Question

Syed took out a cash advance of \(d\) dollars from a financing company. The company deducts a fee of \(\frac{1}{3}\) of the original advanced amount along with a wire transfer fee of $$\$ 30.00$$. Which of the following represents the final advanced amount that Syed receives after all applied fees, in dollars? A) $$\frac{1}{3} d-30$$ B) $$\frac{1}{3}(d-30)$$ C) $$\frac{2}{3}(d-30)$$ D) $$\frac{2}{3} d-30$$

Short answer

The short answer is: Syed receives a final advanced amount of \(\boxed{\frac{2}{3}d - 30}\) after all applied fees are deducted, which corresponds to Answer Choice (D).

Step-by-step solution

Deduct the financing fee

First, we need to deduct the financing fee, which is \(\frac{1}{3}\) of the original advanced amount \(d\). To do this, we subtract \(\frac{1}{3}d\) from the total advanced amount \(d\): Final amount after financing fee = \(d - \frac{1}{3}d\)

Simplify the expression

Now we have to combine the like terms: Final amount after financing fee = \(\frac{3}{3}d - \frac{1}{3}d\) = \(\frac{2}{3}d\)
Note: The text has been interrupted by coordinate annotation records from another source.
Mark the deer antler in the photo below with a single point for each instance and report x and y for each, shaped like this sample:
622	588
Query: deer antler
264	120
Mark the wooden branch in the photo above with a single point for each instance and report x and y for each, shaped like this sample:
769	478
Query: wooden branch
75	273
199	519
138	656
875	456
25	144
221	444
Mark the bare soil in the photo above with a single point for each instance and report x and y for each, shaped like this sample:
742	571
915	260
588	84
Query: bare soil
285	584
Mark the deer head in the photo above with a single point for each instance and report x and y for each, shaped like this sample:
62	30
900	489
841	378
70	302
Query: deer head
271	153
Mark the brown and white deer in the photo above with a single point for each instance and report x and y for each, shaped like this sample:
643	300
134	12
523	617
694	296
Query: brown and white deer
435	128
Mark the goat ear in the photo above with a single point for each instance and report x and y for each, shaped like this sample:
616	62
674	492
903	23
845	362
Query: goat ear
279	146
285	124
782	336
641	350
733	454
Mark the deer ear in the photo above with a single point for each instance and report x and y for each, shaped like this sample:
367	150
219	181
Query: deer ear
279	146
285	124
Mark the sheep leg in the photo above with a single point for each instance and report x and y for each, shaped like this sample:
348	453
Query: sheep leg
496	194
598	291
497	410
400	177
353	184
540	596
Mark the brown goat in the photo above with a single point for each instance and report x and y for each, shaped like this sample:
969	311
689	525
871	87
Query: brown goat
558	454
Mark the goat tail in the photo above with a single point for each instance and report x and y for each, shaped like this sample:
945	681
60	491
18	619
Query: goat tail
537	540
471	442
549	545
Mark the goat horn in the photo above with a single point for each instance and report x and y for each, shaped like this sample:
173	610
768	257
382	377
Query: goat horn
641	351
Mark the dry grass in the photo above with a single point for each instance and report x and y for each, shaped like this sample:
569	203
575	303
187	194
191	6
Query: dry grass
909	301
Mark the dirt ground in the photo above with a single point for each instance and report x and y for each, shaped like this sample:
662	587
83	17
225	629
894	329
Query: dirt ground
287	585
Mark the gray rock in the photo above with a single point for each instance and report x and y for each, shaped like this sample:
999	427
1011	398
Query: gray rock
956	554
Deduct the wire transfer fee

Next, we need to deduct the wire transfer fee of $$30.00$ from the final amount calculated in step 2: Final advanced amount = Final amount after financing fee \( - \$30.00\) = \(\frac{2}{3}d - 30\) Now, we can match the final expression with the answer choices given: The final advanced amount that Syed receives after all applied fees is \(\boxed{\frac{2}{3}d - 30}\), which corresponds to Answer Choice (D).

Key concepts

Cash Advance Problems

Cash advance problems typically involve understanding the terms of a financial agreement and translating those terms into a mathematical expression. In the context of SAT math problems, these types of questions test a student's ability to work with percentages and fees structurally represented in an algebraic way.

For instance, when you're faced with a problem that states someone took out a cash advance with a certain fee deducted from it, like in our example problem involving Syed, it is crucial to identify the different components of the transaction: the initial loan amount, the percentage of the loan taken as a fee, and any flat fees added or subtracted afterwards. The key to solving such problems is systematically breaking down the cash advance into its constituent financial parts and then representing those parts through variables and constants to form an algebraic equation.

Typically, a cash advance will involve a percentage deduction (a fraction of the original amount), and sometimes an additional fixed cost. To solve these problems, you need to:

• Read and understand the terms of the advance carefully.
• Identify the variable representing the advanced amount.
• Determine the fraction or percentage representing the fee.
• Account for any additional costs or fees as a separate term.
• Develop an algebraic expression that encompasses all these elements.
• Solve the expression to find the final amount received.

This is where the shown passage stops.